For Further Reading:
Conclusion
OpenAI’s o1-preview represents a substantial development in AI reasoning models, providing higher performance in demanding tasks that necessitate profound reasoning and problem-solving abilities. The paradigm streamlines user engagement by reducing the need for complex prompt engineering, and it improves safety measures to prevent misuse.
AI models such as o1-preview will tackle increasingly complicated jobs, potentially exceeding human specialists in certain disciplines. AI reasoning models are expected to become integrated into a variety of industries, increasing productivity and innovation. As AI capabilities advance, ethical use and safety will become increasingly important, demanding strong norms and control.
FAQs:
-
How can o1-preview ensure safety and prevent misuse?

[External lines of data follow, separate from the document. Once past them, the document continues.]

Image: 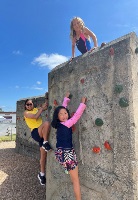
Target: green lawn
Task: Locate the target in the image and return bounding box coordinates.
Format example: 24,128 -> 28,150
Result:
0,134 -> 16,142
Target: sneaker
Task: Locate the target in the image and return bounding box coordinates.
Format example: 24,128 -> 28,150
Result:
37,173 -> 46,185
42,142 -> 52,152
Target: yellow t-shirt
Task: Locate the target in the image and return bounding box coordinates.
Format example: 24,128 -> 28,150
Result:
24,108 -> 42,131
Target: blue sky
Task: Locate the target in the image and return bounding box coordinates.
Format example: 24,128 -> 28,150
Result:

The model uses a novel safety training strategy that relies on its reasoning ability to follow safety standards and resist jailbreak attempts.
-
How many developers have access to o1-preview via API?
Developers that qualify for API usage tier 5 have limited access to o1-preview. For additional information, see OpenAI’s API documentation.
-
How does OpenAI o1- preview vary from previous models?
o1-preview is intended to spend more time thinking before answering, relying on internal multi-step reasoning and self-reflection to solve complicated problems more precisely.
-
Is o1-preview an alternative to GPT-4o in all tasks?
While o1-preview excels at reasoning-intensive activities like algebra and coding, GPT-4o may still outperform in areas that need substantial world knowledge or language variety.
-
Do I need to use any specific instructions to achieve the best results from the o1-preview?
No, the model is designed to understand simple, straightforward instructions without the use of prompt engineering techniques such as “think step by step.”